Der Fall einer Lehrerin, die im Vorjahr noch in Niederösterreich unterrichtet hat und seit Anfang September in Wien angestellt ist, macht den Verantwortlichen in der Wiener Bildungsdirektion Beine. Die betroffene Pädagogin hat seit Wochen kein Gehalt ausbezahlt bekommen. Wie viele weitere im heurigen Schuljahr eingestellte Lehrkräfte betroffen sind, war am Dienstag offen. Bildungsdirektor Heinrich Himmer hat aber, wie der "Wiener Zeitung" erklärt wurde, eine Überprüfung und im Eiltempo für diese Woche die Vorlage eines Konzepts angeordnet, um den Missstand bei der Auszahlung der Gehälter zu beenden.

In einem Punkt konnte die Bildungsdirektion beruhigen: Die Lehrerin sei versichert, hieß es auf Anfrage. Sie werde von der zuständigen Abteilung kontaktiert, um vorerst mit einem Gehaltsvorschuss eine Zwischenlösung zu schaffen. Die Betroffene hatte zuvor ihr Unverständnis darüber, wochenlang auf den Lohn warten zu müssen, via Twitter kundgetan. Dies auch deswegen, weil es finanziell für sie eng geworden war.

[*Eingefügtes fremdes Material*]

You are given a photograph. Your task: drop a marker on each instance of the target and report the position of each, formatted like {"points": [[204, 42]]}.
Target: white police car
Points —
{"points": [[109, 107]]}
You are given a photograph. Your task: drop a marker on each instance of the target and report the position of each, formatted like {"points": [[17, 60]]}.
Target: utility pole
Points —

Schon 2010 gab es das gleiche Auszahlungsproblem

Gleichzeitig ist die Bildungsdirektion bemüht, etwaige Probleme bei weiteren zu Schulbeginn eingestellte Lehrerinnen und Lehrer zu bereinigen. "Ja, man muss ganz ehrlich sagen, diesen Rückstau gibt es", wurde in der Bildungsdirektion zerknirscht eingeräumt. Schon bisher wäre ein Gehaltsvorschuss möglich gewesen.

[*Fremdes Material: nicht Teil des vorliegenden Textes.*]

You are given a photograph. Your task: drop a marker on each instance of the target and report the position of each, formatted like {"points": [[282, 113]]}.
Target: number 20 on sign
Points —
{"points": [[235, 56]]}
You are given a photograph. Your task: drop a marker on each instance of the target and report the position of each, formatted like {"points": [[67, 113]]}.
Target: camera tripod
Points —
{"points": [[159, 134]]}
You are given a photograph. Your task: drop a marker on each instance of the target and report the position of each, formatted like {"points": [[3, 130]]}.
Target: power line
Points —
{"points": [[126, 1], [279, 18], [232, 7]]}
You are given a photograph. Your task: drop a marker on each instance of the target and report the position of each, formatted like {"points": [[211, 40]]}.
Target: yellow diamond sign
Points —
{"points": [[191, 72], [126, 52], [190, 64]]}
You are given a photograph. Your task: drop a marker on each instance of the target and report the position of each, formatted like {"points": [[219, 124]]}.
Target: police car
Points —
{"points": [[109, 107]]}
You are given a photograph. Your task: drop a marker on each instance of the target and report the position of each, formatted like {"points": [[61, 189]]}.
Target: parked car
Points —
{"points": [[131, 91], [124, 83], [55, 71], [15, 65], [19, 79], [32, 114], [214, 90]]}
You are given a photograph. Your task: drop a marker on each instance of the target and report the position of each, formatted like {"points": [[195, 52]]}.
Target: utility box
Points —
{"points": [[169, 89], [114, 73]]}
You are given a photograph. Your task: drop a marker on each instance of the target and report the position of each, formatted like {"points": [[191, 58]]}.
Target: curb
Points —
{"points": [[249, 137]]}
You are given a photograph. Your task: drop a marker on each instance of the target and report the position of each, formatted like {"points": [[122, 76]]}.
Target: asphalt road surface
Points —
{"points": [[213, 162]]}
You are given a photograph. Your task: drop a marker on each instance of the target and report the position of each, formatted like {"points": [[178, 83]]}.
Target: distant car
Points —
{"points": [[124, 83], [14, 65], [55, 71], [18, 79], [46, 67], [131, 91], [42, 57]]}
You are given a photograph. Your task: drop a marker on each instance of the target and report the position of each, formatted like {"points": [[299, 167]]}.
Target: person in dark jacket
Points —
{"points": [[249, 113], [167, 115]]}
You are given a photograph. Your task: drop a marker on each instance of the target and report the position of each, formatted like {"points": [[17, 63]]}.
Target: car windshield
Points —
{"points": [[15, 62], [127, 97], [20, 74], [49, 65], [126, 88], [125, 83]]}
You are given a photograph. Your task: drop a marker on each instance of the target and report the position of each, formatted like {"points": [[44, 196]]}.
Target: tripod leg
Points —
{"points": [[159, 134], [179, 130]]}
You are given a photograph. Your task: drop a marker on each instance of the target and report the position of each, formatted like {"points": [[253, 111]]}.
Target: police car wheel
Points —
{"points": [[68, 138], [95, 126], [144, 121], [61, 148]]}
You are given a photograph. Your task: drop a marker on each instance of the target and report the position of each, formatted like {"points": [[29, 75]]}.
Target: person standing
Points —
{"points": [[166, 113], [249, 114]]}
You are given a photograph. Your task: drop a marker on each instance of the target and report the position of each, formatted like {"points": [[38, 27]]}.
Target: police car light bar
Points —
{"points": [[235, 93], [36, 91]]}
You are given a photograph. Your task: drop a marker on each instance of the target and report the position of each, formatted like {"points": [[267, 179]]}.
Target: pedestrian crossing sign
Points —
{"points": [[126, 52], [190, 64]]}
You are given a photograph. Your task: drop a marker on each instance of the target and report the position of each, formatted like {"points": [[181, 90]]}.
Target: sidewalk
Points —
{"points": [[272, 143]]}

Bildungsdirektor Himmer will es nicht bei der Überprüfung allein belassen. Für diese Woche hat er intern die Vorlage eines Konzepts verlangt. Dieses müsste einen Plan für eine zeitnahe Lösung beinhalten, war zu erfahren.

Neu ist die Problematik, dass frisch eingestellte Lehrer lang auf ihr Gehalt warten müssen, keineswegs. Schon im November 2010 hat die "Wiener Zeitung" ebenfalls berichtet, dass Junglehrer wochenlang auf ihr Gehalt warten mussten. Damals war davon die Rede, dass 20 bis 30 Pädagogen von dem Problem betroffen seien. Als Begründung wurden Schwierigkeiten mit der Computersoftware angeführt, weswegen sich die Auszahlung verzögert hatte.

Demonstration für bessere Schule statt Einsparungen

Während diese ausstehende Gehaltsüberweisung für Aufsehen und intern bei den Verantwortlichen für Hektik sorgt, kommt es nun zu Protesten wegen der Einsparungen in den Pflichtschulen - vor allem in Wiener Volksschulen. Diese ergeben sich aus der Neuzuteilung der Stundenkontingente. Aus Unterlagen der Bildungsdirektion, die der "Wiener Zeitung" vorliegen, geht hervor, dass deswegen 117 von 272 Volksschulen seit dem laufenden Schuljahr weniger Stunden und damit Lehrer zugeteilt erhalten.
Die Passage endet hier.